Optimizing Charge Separated Synergistic Binding Sites in Self‐Healing Crystalline Porous Organic Salts for Benchmark Trace Alkyne/Alkene Separation

Abstract The separation of trace alkyne (C 2 H 2 /C 3 H 4 ) impurities from alkenes (C 2 H 4 /C 3 H 6 ) is a significant but challenging process to produce polymer‐grade C 2 H 4 and C 3 H 6 . Herein, we reported an optimally designed charge‐separated organic framework, crystalline porous organic salt (CPOS‐1), with confined polar channels for highly efficient alkyne/alkene separation. CPOS‐1 exhibits excellent stability, remarkably high C 2 H 2 (18.4 cm 3  g −1 ) and C 3 H 4 (20.9 cm 3  g −1 ) uptakes at 0.01 bar and 298 K, and benchmark C 2 H 2 /C 2 H 4 (25.1) and C 3 H 4 /C 3 H 6 (43.9) separation selectivities for 1/99 alkyne/alkene mixtures. The practical alkyne/alkene separation performance was completely identified by breakthrough‐column experiments under various conditions with excellent cycle stability and high alkene productivities (C 2 H 4 : 216.6 L kg −1 ; C 3 H 6 : 162.4 L kg −1 ).

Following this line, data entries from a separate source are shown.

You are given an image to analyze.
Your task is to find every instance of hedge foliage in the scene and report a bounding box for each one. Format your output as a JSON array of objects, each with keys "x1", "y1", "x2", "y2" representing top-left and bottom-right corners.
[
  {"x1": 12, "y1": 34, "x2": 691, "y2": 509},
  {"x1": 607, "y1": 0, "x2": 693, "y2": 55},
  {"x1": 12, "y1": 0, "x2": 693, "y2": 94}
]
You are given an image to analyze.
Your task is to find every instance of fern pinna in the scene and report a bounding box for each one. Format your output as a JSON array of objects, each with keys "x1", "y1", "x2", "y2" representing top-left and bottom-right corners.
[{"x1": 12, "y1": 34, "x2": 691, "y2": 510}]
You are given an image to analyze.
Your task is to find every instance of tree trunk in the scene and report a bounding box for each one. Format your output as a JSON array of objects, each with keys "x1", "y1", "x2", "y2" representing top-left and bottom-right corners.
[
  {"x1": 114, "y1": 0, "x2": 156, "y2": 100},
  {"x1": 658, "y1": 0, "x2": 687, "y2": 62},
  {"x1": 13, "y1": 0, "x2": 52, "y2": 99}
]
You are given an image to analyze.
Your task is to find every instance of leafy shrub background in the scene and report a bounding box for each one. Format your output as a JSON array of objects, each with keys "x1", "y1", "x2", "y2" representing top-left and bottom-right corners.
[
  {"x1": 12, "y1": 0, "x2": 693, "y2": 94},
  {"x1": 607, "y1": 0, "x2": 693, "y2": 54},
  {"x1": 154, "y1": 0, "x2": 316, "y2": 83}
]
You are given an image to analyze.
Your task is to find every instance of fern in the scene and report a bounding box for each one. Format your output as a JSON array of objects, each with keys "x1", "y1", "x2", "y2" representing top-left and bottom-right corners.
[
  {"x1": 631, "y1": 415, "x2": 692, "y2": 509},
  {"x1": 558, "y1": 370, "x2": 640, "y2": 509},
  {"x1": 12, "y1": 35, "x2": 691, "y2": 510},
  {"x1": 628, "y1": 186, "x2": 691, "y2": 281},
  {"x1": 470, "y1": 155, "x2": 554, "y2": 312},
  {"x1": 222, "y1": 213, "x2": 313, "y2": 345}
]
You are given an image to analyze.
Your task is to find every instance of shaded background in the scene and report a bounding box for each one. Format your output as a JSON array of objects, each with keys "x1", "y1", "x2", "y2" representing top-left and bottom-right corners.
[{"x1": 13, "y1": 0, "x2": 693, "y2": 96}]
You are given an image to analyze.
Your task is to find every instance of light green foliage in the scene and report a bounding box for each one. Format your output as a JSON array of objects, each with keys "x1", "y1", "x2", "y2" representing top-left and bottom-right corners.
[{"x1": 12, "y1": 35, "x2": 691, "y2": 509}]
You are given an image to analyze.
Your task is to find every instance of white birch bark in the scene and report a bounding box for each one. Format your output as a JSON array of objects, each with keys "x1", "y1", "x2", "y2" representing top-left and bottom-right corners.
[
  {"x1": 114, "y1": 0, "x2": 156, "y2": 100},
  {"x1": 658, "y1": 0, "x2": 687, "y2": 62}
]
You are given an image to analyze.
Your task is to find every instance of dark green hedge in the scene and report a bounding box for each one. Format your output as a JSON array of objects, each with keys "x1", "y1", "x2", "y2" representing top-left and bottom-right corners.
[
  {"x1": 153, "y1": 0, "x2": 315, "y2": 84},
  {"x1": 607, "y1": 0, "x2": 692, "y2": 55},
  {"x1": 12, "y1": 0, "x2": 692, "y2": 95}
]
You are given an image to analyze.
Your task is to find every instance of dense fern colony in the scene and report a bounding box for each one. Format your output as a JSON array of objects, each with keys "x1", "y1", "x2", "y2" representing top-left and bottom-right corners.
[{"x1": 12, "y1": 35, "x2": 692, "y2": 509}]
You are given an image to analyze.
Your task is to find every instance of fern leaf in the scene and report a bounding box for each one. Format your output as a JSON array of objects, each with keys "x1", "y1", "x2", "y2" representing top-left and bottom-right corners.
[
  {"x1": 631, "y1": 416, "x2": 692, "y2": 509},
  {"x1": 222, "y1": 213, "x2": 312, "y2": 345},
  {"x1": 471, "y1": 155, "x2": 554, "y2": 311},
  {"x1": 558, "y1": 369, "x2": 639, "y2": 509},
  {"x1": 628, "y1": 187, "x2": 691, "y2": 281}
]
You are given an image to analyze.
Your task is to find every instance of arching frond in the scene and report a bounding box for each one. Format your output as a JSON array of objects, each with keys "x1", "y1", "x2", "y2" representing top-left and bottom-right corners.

Theoretical calculations indicated that pore aperture in CPOS‐1 acts as a tailored single‐molecule trap, where alkynes are captured by multiple synergistic electropositive and electronegative sites, thus enhancing alkyne recognition. Furthermore, the ease of rehealing facilitates its practical application, transcending the limitations of the metal‐organic frameworks (MOFs) and covalent organic frameworks (COFs).